What Are the Real Benefits of Book Reviews?

I continually recommend that authors get book reviews—lots of them. And I occasionally provide you with directories of book reviewers. I also suggest that you check to find out who is reviewing books in your book’s category and attempt to contact them.

But the question comes up from time to time: what are the true benefits of book reviews? What if you get a bad review, does this discredit you and doom your book sales? Not necessarily. Everyone has an opinion. And yes, people can be swayed. But I believe that a book would have to be pretty awful and there would have to be many negative reviews before they would affect sales to any degree.

If I believe that, then why would I encourage book reviews at all? If reviews don’t deter people from buying a book, why would good reviews inspire people to buy it?

All good questions—something to ponder. And there are no absolute answers. The thing is, books need exposure. Readers won’t buy a book they don’t know exists. Reviews appearing at various review sites, published in magazines and newsletters, posted at Amazon.com, included in the author’s promo material and so forth compute as exposure for that book.

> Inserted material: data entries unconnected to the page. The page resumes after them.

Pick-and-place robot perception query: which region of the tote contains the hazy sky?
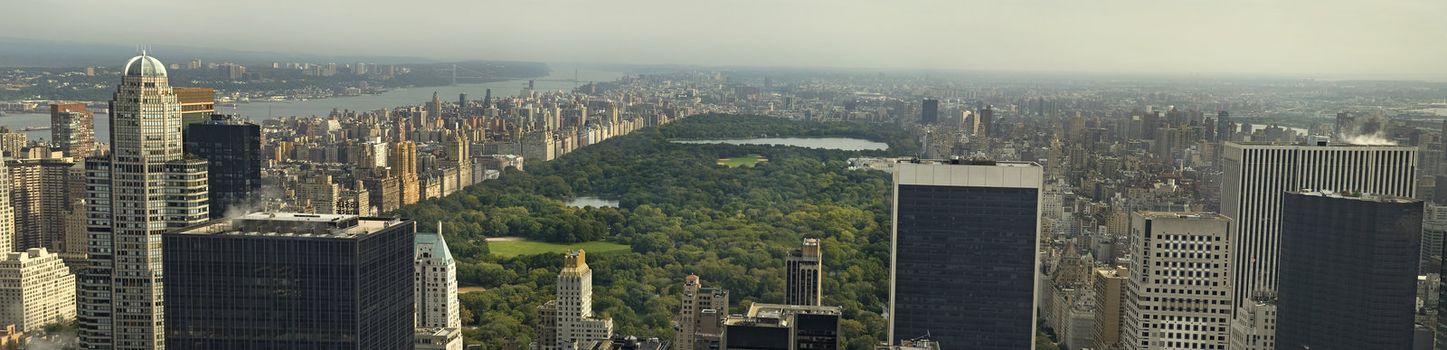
[0,0,1447,78]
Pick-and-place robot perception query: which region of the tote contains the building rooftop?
[1140,211,1231,221]
[126,52,166,77]
[177,213,404,239]
[1292,189,1418,202]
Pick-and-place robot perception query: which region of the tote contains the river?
[0,65,624,143]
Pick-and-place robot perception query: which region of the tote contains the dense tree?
[398,114,917,349]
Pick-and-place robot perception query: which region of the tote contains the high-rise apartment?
[1221,142,1417,307]
[1120,213,1231,350]
[185,114,262,218]
[1276,191,1422,350]
[888,161,1043,350]
[4,152,85,260]
[51,103,96,158]
[0,157,11,253]
[412,233,462,350]
[784,239,823,305]
[537,250,614,350]
[673,275,728,350]
[0,247,75,331]
[162,213,417,350]
[77,54,210,350]
[1092,266,1130,349]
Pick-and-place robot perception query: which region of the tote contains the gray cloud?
[0,0,1447,78]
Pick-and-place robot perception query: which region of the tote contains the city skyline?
[0,0,1447,80]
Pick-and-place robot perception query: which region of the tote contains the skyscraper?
[162,213,417,350]
[78,54,210,349]
[51,103,96,158]
[185,114,262,218]
[784,239,823,305]
[535,250,614,350]
[719,302,844,350]
[673,275,728,350]
[4,152,85,259]
[412,233,462,350]
[1120,213,1231,350]
[1221,142,1417,307]
[1276,191,1422,350]
[919,98,939,124]
[888,161,1043,350]
[0,156,19,253]
[0,247,75,331]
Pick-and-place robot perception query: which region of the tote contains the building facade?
[164,213,417,350]
[673,275,728,350]
[537,250,614,350]
[0,247,75,331]
[784,239,823,305]
[77,55,210,349]
[1221,142,1417,307]
[51,103,96,158]
[412,233,462,350]
[0,156,85,260]
[185,114,262,218]
[1276,191,1422,350]
[719,302,844,350]
[888,161,1043,350]
[1121,213,1231,350]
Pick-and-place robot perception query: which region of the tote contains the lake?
[567,197,618,208]
[673,137,890,150]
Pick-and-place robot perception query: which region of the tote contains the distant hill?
[0,36,436,67]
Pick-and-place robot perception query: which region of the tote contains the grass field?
[719,155,768,168]
[488,240,629,256]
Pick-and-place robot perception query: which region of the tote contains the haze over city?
[0,0,1447,80]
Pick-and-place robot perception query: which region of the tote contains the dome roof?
[126,54,166,77]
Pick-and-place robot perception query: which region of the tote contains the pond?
[673,137,890,150]
[567,197,618,208]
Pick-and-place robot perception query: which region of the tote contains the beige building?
[6,152,85,262]
[1120,213,1233,350]
[0,247,75,331]
[1094,266,1130,349]
[537,250,614,350]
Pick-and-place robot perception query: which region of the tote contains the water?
[673,137,890,150]
[0,67,624,143]
[0,111,110,143]
[567,197,618,208]
[225,67,624,120]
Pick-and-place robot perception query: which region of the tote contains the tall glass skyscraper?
[77,54,208,349]
[164,213,417,350]
[888,161,1043,350]
[1276,191,1422,350]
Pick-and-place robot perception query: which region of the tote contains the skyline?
[0,0,1447,80]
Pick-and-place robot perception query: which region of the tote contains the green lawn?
[719,155,768,168]
[488,240,629,256]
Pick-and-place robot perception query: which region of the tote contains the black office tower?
[185,114,262,218]
[162,213,415,350]
[1276,192,1422,350]
[888,161,1043,350]
[919,98,939,124]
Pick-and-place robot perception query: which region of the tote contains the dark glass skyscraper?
[162,213,415,350]
[1276,192,1422,350]
[185,114,262,218]
[890,162,1043,350]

Simply showcase your book at your website, tell people you meet about it and sit with it at a book festival in the fall and 1,000 people may discover it. Do all of the above and also have it reviewed by even a dozen reviewers and it may get noticed by 10s of thousands more potential readers.

Do the math. If 2 percent of the people who see your book end up buying it, certainly, your pocketbook will benefit from wider exposure, right?